Transcurrido un año, mientras trabajaba con un hermano, volvió a ser retenido, ahora por el ejército. “Un día completico me tuvieron, les dije que llamaran a quien quisieran, ya me tenían mamado”. Recuerda Darío que la zona estaba sitiada por minas antipersonal y los militares consideraban que él podía tener información, pero seguían equivocados. “Si yo supiera dónde
están, ni por aquí estuviera pasando”, les dijo.
Darío entendió que era difícil continuar viviendo en su tierra. Y aunque no había tomado una decisión definitiva, empezó a poner al día toda su documentación. En ese proceso se encontró con un sargento del ejército en un punto de control, se reconocieron entre sí. “¿Qué hace usted todavía por aquí?, ¿por qué no se ha ido?”, le inquirió el oficial. Estas palabras impactaron su corazón, removieron el miedo, pero también activaron su esperanza, él sabía que tenía una salida.

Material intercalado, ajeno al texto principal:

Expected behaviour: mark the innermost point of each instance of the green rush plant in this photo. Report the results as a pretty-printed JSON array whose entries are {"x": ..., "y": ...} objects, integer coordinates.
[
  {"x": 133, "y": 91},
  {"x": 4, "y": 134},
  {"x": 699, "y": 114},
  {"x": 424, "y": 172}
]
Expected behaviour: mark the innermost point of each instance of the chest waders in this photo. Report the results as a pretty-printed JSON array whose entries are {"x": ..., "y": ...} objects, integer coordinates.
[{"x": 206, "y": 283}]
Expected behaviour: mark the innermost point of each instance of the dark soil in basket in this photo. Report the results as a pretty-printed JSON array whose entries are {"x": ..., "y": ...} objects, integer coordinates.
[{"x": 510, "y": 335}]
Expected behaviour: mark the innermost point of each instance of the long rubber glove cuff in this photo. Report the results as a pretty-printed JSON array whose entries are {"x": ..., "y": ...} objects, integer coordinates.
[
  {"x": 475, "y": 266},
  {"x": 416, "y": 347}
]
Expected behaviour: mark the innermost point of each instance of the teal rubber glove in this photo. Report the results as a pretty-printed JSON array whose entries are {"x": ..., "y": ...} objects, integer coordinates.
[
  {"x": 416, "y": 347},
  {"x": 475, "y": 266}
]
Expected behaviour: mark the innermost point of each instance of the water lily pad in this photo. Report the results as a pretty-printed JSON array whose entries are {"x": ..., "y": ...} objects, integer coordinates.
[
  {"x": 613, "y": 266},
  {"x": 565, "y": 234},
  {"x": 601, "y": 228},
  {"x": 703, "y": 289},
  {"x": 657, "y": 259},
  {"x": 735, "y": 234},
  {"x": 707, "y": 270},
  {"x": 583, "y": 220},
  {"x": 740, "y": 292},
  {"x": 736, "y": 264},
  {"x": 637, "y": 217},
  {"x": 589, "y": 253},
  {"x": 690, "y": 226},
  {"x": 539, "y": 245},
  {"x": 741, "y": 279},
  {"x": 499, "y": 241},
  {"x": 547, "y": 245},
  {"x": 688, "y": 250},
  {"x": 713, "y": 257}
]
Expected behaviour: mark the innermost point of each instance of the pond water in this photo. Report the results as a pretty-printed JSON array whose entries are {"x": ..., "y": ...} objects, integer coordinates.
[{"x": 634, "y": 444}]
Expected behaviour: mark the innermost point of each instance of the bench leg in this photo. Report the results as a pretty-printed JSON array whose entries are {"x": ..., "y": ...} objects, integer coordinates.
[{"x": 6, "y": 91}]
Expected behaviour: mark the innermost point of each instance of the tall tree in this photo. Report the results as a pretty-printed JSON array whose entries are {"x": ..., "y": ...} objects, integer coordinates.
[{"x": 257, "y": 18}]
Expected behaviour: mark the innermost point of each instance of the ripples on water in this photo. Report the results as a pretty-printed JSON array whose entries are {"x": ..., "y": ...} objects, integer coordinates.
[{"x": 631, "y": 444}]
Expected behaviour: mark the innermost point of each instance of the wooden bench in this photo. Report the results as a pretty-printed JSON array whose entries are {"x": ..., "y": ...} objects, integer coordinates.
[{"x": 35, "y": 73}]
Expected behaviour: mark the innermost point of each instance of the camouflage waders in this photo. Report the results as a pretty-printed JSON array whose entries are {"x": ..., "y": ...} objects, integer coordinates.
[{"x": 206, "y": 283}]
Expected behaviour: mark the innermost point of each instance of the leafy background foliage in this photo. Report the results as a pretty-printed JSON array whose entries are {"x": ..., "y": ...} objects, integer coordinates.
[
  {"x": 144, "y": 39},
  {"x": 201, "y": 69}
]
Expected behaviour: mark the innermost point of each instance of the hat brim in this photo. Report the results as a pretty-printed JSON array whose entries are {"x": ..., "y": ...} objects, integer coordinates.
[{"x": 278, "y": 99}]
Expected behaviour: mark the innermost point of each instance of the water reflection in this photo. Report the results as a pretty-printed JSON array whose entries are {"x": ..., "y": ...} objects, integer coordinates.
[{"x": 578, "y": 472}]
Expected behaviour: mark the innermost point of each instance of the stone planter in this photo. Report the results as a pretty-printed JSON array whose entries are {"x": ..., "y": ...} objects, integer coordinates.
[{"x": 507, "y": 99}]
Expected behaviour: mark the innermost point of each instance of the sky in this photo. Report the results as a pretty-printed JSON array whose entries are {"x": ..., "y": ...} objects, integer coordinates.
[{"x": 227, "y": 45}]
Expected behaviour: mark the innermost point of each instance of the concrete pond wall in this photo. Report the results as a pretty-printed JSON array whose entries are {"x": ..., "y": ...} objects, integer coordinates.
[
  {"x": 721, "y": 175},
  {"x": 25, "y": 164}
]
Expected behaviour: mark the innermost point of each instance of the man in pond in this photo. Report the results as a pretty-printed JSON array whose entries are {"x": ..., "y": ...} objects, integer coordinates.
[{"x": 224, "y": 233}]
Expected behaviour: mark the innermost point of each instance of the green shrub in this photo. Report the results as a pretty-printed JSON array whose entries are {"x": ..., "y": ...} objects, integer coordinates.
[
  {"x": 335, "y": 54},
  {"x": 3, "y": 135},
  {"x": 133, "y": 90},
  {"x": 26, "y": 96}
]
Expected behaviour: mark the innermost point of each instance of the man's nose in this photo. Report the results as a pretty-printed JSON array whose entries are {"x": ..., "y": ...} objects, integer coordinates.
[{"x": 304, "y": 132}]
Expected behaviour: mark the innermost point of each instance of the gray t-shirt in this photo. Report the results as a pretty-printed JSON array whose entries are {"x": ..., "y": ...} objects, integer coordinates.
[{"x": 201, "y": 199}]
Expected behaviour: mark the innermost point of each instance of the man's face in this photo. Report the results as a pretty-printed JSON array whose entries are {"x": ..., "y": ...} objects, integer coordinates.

“Yo hice todo lo que tenía que hacer, me esforcé todo lo que pude. Aquí no tengo vida, y si Dios me ha dado otras oportunidades, no las voy a desperdiciar”. Se dispuso a vender su finca, y aunque no recibió el valor justo, siempre supo que su vida y la de su familia valía infinitamente más. Darío se lamenta de que, en el Catatumbo, él y su gente vivían entre dos veredas compuestas por unas 300 familias, y que con el pasar de los años quedaron solo dos, “usted sentía el vacío y el silencio, no le deseo esa vaina a nadie”.